Covenental Family Baptism

This book would be very helpful for Christian families who are in a Reformed tradition - and even for Christian families who are not in a Reformed tradition, but have an open mind.

There is a bit of "Arminianism vs. Calvinism" in that the suggestion in put forth that Arminians cannot contemplate "infant faith" since for them faith is of human origins and there needs to be at least some human reasoning ability. Calvinists, on the other hand, believing that faith is a gift from God and thus there is no human ability to reason required.

I understand that faith is not the same as trust, but there are verses that seem to say that a Covenant child (child of the promise) can have faith from a very early age.

Psalm 22: 9-10
Yet you brought me out of the womb;
you made me trust in you
even at my mother's breast.

From birth I was cast upon you;
from my mother's womb you have been my God.

Psalm 71:5-6
For you have been my hope, O Sovereign LORD,
my confidence since my youth.

From birth I have relied on you;
you brought me forth from my mother's womb.
I will ever praise you.

Psalm 8:2
From the lips of children and infants
you have ordained praise
because of your enemies,
to silence the foe and the avenger.

Jesus used this last quote in Matthew 21 when He cleared the temple
(has this every clicked for any of you, it sure didn't me!)
14The blind and the lame came to him at the temple,
and he healed them.
15
But when the chief priests and the teachers of the law saw the
wonderful things he did and the children shouting in the temple
area, "Hosanna to the Son of David," they were indignant.

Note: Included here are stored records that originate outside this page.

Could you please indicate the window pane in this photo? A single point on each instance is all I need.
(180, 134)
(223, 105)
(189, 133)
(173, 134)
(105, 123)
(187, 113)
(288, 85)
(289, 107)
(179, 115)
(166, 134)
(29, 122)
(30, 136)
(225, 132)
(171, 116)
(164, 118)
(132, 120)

16"Do you hear what these children are saying?" they asked him.
"Yes," replied Jesus, "have you never read,
" 'From the lips of children and infants
you have ordained praise'?"

Can those who do not have faith, truly praise God?

1 Comment

Here are some conclusions/questions...

The author concludes that babies of covenant families are given faith by God. He is "happily agnostic" when it comes to the salvation of babies that die in unbeliving families.

so...
If we are saved by faith, it would follow that babies have some sort of faith. If they do not have faith, then how are they saved?

If babies have faith, but can fall away, what does that do for perseverence?

I'm fairly new to Reformed theology and I know that baptism does not save. However, Lusk seems to say that baptism is more than a symbol, it is more like the (my words) door through which salvation comes.

How does one relate baptism to salvation?

If baptism is a symbol, and not a vehicle, why baptize infants before they understand the symbolism?

Here is a tough one. I spent years outside the church. Looking back, I can pinpoint a moment when my relationship with God became very real. Given it is possible that is the moment I "got saved" - are the babies that I lost before that moment saved or lost?